For the microphone array before changing, direction of arrival (reference direction angle i.e. described above) is that the position of reference microphone isCi, space coordinate is set as=[^, ^ ,], and the microphone position of the microphone array other end is set as bi, space coordinate is set asδ=[,], while assuming that the azimuthal coordinates (i.e. with three axes angulation) of this microphone array alignment are=k, A ,], such bi can be usedCiTo indicate to make:

bi = [xbj, ybi, zbi ] = [xcj - d cos ai, yd - d cos βί, zci - d cos (5) similarly, for the microphone array after changing, direction of arrival (reference direction angle i.e. described above) is1, the position of reference microphone is ci+1, space coordinate is set as And the microphone position of the microphone array other end is set as bi+1, space coordinate is set as=Ι (') ' ' z('+i) J, while installing the azimuthal coordinates of this microphone array alignment

(i.e. with three axes angulation) is ι= ["'·+ι, Α+1, ^], such bi+1C can be usedi+1To indicate to make:

i = k(!+i) , yb(M) , zb(M) J = k(!+i) - d cos ai+l , yc(M) - d cos βί+ι , zci - d cos γί+ι J ( 6) it is then assumed that microphone array line position direction change bring angle and with change in displacement, orientation from become this change vector be denoted as:

△ = [△",■ , , A i ] = k+1 - ( , βί+ι - β, , rM -Yi] ( 7 )

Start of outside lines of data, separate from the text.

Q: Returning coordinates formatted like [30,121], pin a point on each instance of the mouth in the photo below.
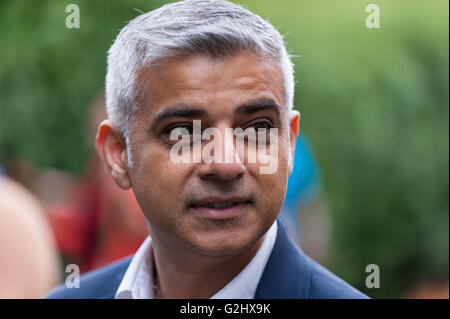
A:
[220,208]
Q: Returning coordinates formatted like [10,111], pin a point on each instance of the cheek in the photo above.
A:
[156,180]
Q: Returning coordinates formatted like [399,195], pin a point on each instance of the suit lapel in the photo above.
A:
[288,271]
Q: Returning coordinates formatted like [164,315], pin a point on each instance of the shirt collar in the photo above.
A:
[137,282]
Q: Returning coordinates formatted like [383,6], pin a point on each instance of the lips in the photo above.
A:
[220,208]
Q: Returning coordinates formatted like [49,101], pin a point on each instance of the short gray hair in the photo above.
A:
[214,27]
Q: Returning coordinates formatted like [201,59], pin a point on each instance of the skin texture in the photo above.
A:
[196,256]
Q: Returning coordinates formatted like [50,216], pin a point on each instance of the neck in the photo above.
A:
[179,276]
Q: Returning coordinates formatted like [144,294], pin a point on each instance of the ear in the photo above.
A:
[112,149]
[294,130]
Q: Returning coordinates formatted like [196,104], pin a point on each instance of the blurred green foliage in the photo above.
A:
[374,104]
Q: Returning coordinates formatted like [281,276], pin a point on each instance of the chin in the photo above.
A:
[224,243]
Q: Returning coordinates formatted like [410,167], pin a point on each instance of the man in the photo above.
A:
[213,223]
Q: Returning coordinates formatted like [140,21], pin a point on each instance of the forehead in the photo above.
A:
[210,82]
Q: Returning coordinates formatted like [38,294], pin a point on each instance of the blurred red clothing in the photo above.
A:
[102,222]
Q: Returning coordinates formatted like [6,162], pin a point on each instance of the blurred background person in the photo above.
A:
[29,261]
[98,222]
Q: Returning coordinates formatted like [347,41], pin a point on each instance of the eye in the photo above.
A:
[178,131]
[259,126]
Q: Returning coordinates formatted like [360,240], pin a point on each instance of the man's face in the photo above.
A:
[180,199]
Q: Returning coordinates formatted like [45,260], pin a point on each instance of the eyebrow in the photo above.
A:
[259,105]
[179,111]
[186,111]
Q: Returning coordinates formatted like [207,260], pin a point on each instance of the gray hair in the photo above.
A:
[214,27]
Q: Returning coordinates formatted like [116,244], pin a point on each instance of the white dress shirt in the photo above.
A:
[137,282]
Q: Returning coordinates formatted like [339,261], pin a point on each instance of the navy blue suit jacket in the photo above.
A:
[289,274]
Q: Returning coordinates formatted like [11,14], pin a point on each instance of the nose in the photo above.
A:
[221,171]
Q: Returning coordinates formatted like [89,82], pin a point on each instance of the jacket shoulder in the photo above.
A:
[101,283]
[326,285]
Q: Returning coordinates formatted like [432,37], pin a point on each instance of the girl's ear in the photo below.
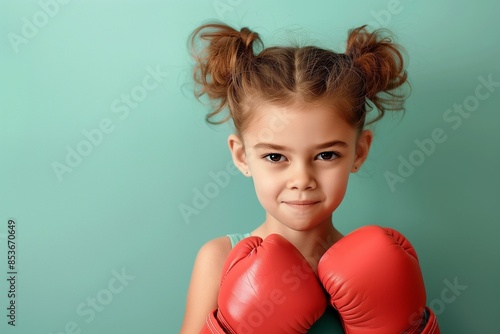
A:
[238,153]
[362,148]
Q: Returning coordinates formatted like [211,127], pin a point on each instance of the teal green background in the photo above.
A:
[119,208]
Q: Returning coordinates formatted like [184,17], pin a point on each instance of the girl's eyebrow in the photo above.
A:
[276,147]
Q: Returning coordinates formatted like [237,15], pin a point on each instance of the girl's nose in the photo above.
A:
[301,177]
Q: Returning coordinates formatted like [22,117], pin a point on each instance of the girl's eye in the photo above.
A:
[327,156]
[275,157]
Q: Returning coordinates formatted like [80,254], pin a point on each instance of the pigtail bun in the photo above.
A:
[226,54]
[381,63]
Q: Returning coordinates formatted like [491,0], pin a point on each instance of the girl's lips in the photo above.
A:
[300,203]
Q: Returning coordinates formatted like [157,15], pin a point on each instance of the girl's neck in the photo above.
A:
[312,243]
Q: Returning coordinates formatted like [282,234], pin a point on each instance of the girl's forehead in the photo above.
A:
[300,122]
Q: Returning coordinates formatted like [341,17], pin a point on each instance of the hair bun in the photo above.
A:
[248,37]
[381,63]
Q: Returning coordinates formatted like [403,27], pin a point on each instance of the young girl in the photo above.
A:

The position of reference microphone becomes c from Cii+1, motion vector is denoted as:

= ( 8) the two vectors described aboveΔWithΔIt can be obtained by mobile phone gyroscope, and corresponding changing value can be provided in time with the variation in per moment mobile phone location orientation. There is the known variable about the variation of mobile phone array lines of the above, it below will be according to figure

Geometrical relationship in 10 seeks Θ indeed through variableΔΘ is sought with ^, mobile phone displacement and the azimuth information after variation are sought according to the change information in the displacement of the microphone array of information and gyroscope offer before mobile phone location Orientation differences in communication process and direction, so as to find out the direction of arrival e of the sound generation source at this momenti+1

The angle value Θ of direction of arrival is just derived by the parameter information in space belowi+1.It can find out from Figure 10, origin in three-dimensional space, bi,CiAnd origin, bi+1 , ci+1Two triangles are constituted, using the angle of triangle and the relationship on side, can be obtained:

_ xd cos ai + yci cos βί + zci cos

d 2 + (xc 2 (M) + yc 2 (M) + zc 2 (M) )- ((xc(M) - d cos aM J + (yc(M) - d cos βΜ + (zc(M) - d cos γί+

¾+i) cos«.+1 + yc(i+l) cos^.+1 + zc(i+l) cosf.+1

(10) consider relational expression (7) and (8), bring above formula into and be unfolded, can be obtained:

+ Δ¾ )cos(a,. + Δα; )+ (ycl + Aycl )cos(^. + Δ ; )+ (zcl + Azcl )cos(/; + Δ;

l(¾ + Δ „· j + [yci + Ayci ) + [zci + Azci ) ) ( n )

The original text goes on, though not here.